1. When the MMU signals a trap due to a miss, exception, or protection. The MMU 
hardware automatically writes the missing VA and the appropriate Context into 
the Tag Access register to facilitate formation of the TSB Tag Target register. See 
TABLE 15-6 on page 215 for the SFSR and Tag Access register update policy. 


2. An ASI write to the Tag Access register. Before an ASI store to the TLB Data 
Access registers, the operating system must set the Tag Access register to the 
values desired in the TLB Entry. Note that an ASI store to the TLB Data In register 
for automatic replacement also uses the Tag Access register, but typically the 
value written into the Tag Access register by the MMU hardware is appropriate. 


Note — Any update to the Tag Access registers immediately affects the data that is 
returned from subsequent reads of the Tag Target and TSB Pointer registers. 


The TLB Tag Access Registers are defined FIGURE 15-10: 
63 13 12 0 
FIGURE 15-10 I/D MMU TLB Tag Access Registers 


I/D VA<63:13>: The 51-bit virtual page number. Note that writes to this field are not 
checked for out-of-range violation, but sign extended based on VA<43>. 





Caution — Stores to the Tag Access registers are not checked for out-of-range 
violations. Reads from these registers are sign-extended based on VA<43>. 

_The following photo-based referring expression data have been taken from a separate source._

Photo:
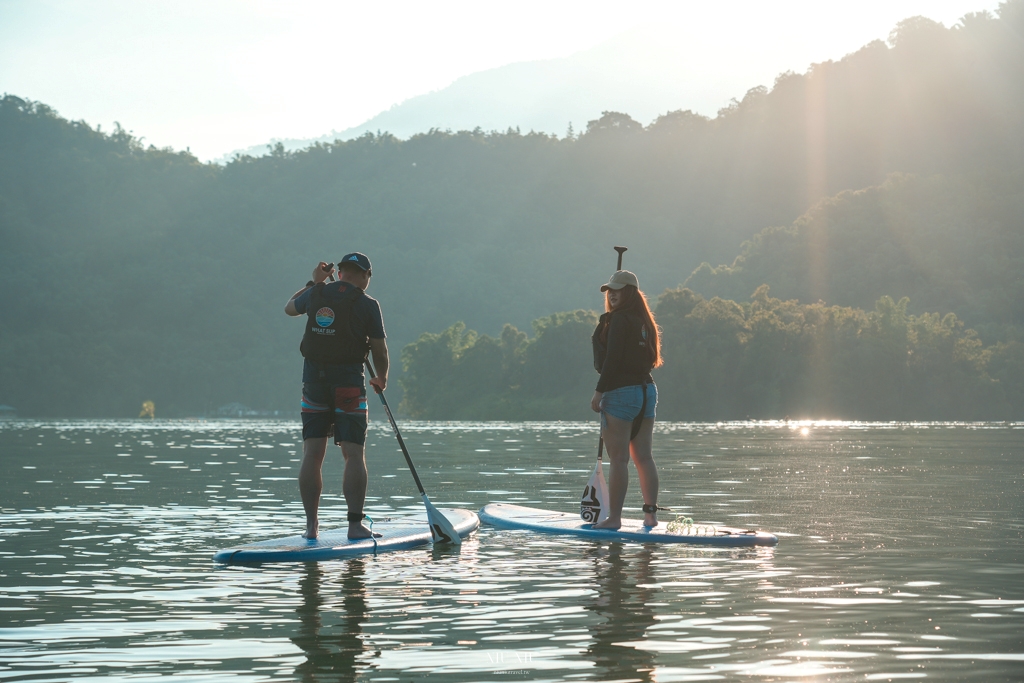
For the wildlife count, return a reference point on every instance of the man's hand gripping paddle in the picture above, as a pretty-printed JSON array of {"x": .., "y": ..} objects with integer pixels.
[
  {"x": 594, "y": 504},
  {"x": 440, "y": 528}
]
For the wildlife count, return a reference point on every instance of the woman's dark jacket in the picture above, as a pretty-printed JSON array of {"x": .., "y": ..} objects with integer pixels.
[{"x": 625, "y": 357}]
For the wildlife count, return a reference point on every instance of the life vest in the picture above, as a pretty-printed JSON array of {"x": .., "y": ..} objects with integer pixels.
[
  {"x": 638, "y": 352},
  {"x": 329, "y": 337}
]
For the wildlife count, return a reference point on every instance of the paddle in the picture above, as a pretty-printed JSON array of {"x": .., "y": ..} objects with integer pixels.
[
  {"x": 440, "y": 528},
  {"x": 594, "y": 503}
]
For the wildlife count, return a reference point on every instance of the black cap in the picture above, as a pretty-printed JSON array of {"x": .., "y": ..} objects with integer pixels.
[{"x": 355, "y": 258}]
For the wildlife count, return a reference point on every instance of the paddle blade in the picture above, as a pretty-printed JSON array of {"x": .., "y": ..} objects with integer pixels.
[
  {"x": 441, "y": 529},
  {"x": 594, "y": 504}
]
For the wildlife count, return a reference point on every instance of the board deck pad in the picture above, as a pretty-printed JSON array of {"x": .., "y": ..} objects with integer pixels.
[
  {"x": 504, "y": 515},
  {"x": 400, "y": 534}
]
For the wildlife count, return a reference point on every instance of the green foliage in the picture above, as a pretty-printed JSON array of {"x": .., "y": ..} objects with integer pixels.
[
  {"x": 460, "y": 375},
  {"x": 946, "y": 244},
  {"x": 771, "y": 358},
  {"x": 132, "y": 272},
  {"x": 764, "y": 358}
]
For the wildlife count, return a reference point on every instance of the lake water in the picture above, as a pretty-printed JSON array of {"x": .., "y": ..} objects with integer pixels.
[{"x": 900, "y": 557}]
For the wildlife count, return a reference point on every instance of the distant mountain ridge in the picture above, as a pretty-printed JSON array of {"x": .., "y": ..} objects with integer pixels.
[
  {"x": 177, "y": 270},
  {"x": 636, "y": 72}
]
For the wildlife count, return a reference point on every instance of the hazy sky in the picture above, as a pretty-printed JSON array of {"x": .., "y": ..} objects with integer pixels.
[{"x": 219, "y": 75}]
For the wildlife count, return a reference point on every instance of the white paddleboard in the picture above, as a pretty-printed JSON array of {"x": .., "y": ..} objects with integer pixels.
[
  {"x": 508, "y": 516},
  {"x": 395, "y": 535}
]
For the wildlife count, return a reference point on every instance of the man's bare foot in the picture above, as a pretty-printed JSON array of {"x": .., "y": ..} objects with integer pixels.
[
  {"x": 608, "y": 523},
  {"x": 356, "y": 530}
]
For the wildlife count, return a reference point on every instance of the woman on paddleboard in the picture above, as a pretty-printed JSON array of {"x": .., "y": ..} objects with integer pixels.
[{"x": 626, "y": 349}]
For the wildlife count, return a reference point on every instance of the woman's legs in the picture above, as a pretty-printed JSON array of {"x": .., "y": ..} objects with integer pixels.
[
  {"x": 616, "y": 443},
  {"x": 640, "y": 451},
  {"x": 621, "y": 450}
]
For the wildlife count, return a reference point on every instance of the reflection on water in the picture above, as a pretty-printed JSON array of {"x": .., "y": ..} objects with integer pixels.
[
  {"x": 622, "y": 604},
  {"x": 900, "y": 557},
  {"x": 331, "y": 617}
]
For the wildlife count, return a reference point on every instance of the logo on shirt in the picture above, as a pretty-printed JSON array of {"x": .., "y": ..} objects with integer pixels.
[{"x": 325, "y": 316}]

I/D Context<12:0>: is the 13-bit context identifier. This field reads zero when there is 
no associated context with the access. 


I-/D-TSB 8 kB/64 kB Pointer and Direct Pointer 
Registers 


These registers are provided to help the software determine the location of the 
missing or trapping TTE in the software-maintained TSB. The TSB 8 kB and 64 kB 
Pointer registers provide the possible locations of the 8 kB and 64 kB TTE, 
respectively. The Direct Pointer register is mapped by hardware to either the 8 kB or 
64 kB Pointer register in the case of a fast_data_access_protection exception according 
to the known size of the trapping TTE. In the case of a 512 kB or 4 MB page miss, the 
Direct Pointer register returns the pointer as if the miss were from an 8 kB page.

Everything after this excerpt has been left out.